Pour éviter la multiplication des suicides suspects,
le dissident Hu Jia a conseillé aux victimes des répressions policières de déclarer en ligne ou devant notaire qu'ils n'avaient pas l'intention de se suicider.
Quelques semaines avant sa mort, Li Wangyang était parvenu à donner une interview à une télévision de Hong-Kong. Un document poignant. On le voit fébrile, marcher difficilement, son intervieweur écrit les caractères des questions qu'il lui pose sur sa main ou sa cuisse. L'esprit vif, il reconnaît en lui son vieil ami de toujours, qui l'accompagnait lors de ses combats de jeunesse.

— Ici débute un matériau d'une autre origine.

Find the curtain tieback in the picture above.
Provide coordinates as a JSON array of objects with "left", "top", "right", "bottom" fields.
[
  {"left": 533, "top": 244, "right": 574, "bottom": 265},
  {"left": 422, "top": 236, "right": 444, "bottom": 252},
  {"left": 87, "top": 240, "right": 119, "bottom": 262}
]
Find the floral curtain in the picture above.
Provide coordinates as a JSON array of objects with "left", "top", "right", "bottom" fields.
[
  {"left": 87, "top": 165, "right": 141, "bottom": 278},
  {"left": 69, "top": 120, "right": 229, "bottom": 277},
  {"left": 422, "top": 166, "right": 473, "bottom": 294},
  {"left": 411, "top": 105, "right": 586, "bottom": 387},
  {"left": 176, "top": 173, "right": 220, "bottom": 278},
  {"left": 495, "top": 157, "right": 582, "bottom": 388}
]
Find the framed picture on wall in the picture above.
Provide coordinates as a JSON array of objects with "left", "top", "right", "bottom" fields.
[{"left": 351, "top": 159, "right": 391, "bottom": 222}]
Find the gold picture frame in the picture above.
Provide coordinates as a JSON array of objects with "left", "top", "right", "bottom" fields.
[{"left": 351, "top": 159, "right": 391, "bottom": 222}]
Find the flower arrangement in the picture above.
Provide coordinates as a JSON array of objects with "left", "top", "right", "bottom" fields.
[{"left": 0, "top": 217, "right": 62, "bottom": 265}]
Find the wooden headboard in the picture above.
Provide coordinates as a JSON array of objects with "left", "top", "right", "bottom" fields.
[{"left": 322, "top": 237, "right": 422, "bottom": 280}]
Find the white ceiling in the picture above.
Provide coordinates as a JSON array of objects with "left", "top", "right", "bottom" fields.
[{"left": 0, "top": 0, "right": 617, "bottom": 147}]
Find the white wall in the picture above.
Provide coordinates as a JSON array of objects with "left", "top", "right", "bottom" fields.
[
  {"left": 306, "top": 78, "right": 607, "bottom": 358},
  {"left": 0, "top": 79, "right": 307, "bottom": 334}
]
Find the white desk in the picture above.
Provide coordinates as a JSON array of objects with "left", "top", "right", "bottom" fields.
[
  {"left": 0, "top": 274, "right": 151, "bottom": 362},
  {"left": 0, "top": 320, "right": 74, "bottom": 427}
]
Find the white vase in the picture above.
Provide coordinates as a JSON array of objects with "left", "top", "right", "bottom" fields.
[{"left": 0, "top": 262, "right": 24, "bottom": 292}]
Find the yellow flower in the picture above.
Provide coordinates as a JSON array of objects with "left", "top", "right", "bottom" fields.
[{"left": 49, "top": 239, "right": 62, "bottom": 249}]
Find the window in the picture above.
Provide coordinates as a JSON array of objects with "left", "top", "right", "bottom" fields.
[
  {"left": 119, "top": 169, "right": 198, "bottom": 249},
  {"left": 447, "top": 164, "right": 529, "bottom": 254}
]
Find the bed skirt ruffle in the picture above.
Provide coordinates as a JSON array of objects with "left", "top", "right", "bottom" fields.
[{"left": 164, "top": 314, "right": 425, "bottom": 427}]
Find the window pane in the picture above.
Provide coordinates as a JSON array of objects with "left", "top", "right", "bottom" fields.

Il raconte son placement à l'isolement dans une cellule sombre de 2 mètres carrés,le quartier de la prison que les prisonniers redoutent le plus, sa grève de la faim, les tortures infligés par les matons, les poids de 50 kilos qui tenaient ses chevilles, les pinces spéciales qu'ils lui appliquaient sur les tempes et les os jusqu'à ce qu'il perde connaissance avant de recommencer. Des sévices réservés aux condamnés à mort. Malgré ses souffrances, il dit ne rien regretter:
«subir des persécutions politiques quand on soutient la démocratie...Il y a eu tant d'étudiants sur la place Tian'anmen, de jeunes étudiants, des étudiants patriotes dont le sang a coulé et qui ont été sacrifiés...J'ai seulement fait de la prison. Ils ne m'ont pas encore guillotiné et même si j'avais été guillotiné, je n'aurais rien regretté. Regardez, Taiwan est devenue une démocratie, et même la Birmanie semble sur le point de renoncer au régime du parti unique Je me battrai jusqu'au bout contre la dictature du parti unique…Ses jours sont désormais comptés. Nous sommes dans la dernière ligne droite».